I’m relatively new to discrete choice experiments and have really enjoyed learning about the different analysis approaches and techniques used. It is such a rapidly evolving field and there is always something new to learn. While there is a lot happening to push the boundaries, I’ve recently been helping a couple of people with the analysis of their first DCE. While a lot of your analysis approach should be worked out before you begin the DCE, when you get to the point of actually doing the analysis for the first time there is a whole lot of stuff around which commands to use that you might still need help with. I realised there are some references I just keep recommending and coming back to, so I’ve shared them here maybe you’ll find them helpful too.
It often helps to know at the start what you are aiming to achieve at the end. I think this is a nice example of describing the methods and assumptions of a DCE around parental preferences for vaccination programs really clearly and succinctly. The other general information I refer people to is the ISPOR Analysis of DCE guidelines, which include the ESTIMATE checklist of things to consider when justifying your choice of approach.
When I did the DCE course run through HERU in Aberdeen it was suggested that the typical approach to considering analysis of DCEs was to be to start with a simple model and then use more complex models to address specific issues that arise with your data or relate to your research question. This commonly means starting with a conditional logit model, and then considering options such as mixed logit and latent class analysis. The ISPOR Analysis of DCE guidelines have clear descriptions of the theory and assumptions of these approaches, and I found this paper interesting in comparing mixed logit and latent class approaches.
I am originally a SAS user, and so when I first started analysing DCE data I assumed I would do so in SAS. However, after much investigation I’ve realised this is easier said that done and have now moved to using STATA for the DCE analysis, although I’m still much more comfortable doing the data management and preparation in SAS. Using two different packages is time consuming, clunky and the opposite of “reproducible research”, so my next step is to convert managing my DCE data AND analysis in R. I haven’t got very far, so if anyone knows any good packages then please pass them on! I promise to update this page if I find something useful.
It is straight forward to run a conditional logit in SAS using PROC MDC (user guide). Some resources I found helpful to implement PROC MDC is this example code for conditional logit with PROC MDC and this SAS user group paper “Discrete choice modelling with PROC MDC”. The error message I’ve had most often in doing this analysis is “CHOICE=variable contains redundant alternatives” which relates to the data looking like people have chosen more than one option in a choice set. If you get this, check the cleaning and the sorting of your data!
You can do effectively the same analysis using PROC PHREG, as described by this technote, plus there is a suite of marketing research guides that describe various ways to analysis discrete choice data.
Moving on from conditional logit to mixed logit or latent class analysis is more difficult in SAS. There is a guide in this video to running conditional logit models and mixed logit models (using PROC MDC, starts at 5:30 minutes), although I could never get their mixed logit method to work (entirely possible due to user error!). I did also contact the SAS helpdesk and they said it would be difficult, but recommended using PROC BCHOICE (Bayesian Choice) for mixed logit analysis with DCE data that has multiple choice sets per participant. There is some documentation here and a worked example here. Again, I never really got this to work but it could be my mistake.

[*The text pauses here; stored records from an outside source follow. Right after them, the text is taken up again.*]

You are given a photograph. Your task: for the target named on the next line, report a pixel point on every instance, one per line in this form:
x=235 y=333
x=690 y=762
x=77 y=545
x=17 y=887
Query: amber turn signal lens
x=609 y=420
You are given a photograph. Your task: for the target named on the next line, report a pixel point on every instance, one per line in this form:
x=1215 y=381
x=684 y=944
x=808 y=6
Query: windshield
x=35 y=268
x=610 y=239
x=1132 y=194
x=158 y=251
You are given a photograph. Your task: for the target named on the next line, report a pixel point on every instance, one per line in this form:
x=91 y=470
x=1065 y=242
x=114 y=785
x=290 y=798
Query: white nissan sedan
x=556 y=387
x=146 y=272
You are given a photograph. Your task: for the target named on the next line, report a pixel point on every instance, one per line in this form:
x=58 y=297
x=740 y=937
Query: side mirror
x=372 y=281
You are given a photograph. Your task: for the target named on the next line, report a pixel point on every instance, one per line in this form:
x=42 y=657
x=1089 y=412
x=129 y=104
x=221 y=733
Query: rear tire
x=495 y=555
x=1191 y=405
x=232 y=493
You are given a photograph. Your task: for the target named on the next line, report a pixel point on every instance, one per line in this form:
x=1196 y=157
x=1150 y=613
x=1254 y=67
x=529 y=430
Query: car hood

Having faffed around in SAS for long enough, I caved in and transitioned to using STATA like everyone else in my research group! I found this a really nice introductory, step by step guide to analysis in STATA, including data set up and Conditional Logit and Mixed logit options. There is also this article which is a guide to analysing DCE data and model selection, and includes STATA code (as well Nlogit and Biogene) in the supplementary material. Finally, this working paper is useful for describing the theory and code for doing more advanced models, like Mixed Logit and Latent Class analysis in STATA, although the code isn’t annotated which I found frustrating as a new STATA user.
For latent class analysis is STATA I found this article in the STATA journal a useful description of the command, and this was a nice example of a paper that used mixed logit and latent class models and wrote them up clearly. Finally, these three articles (one, two, three) seemed like good examples of calculating and displaying relative importance graphs.
I’m keen to analyse my next DCE in R, so have started looking at how I might do this. I have found the following resources, but if anyone has any experience with DCEs in R then please get in touch!
- Two papers by Aizaki and Aizaki & Nishimura on designing DCEs in R, and including analysis using conditional logit models
- Example R code and case study of mixed logit model with multiple choices per respondent, including analysis and helpful tips, written by Kenneth Train and Yves Croissant
- An mlogit package for analysing DCE data in R, as described in Kenneth Train (2009)
- Thanks to Nikita Khanna for pointing me to this paper & code for doing sample size calculations for a DCE in R.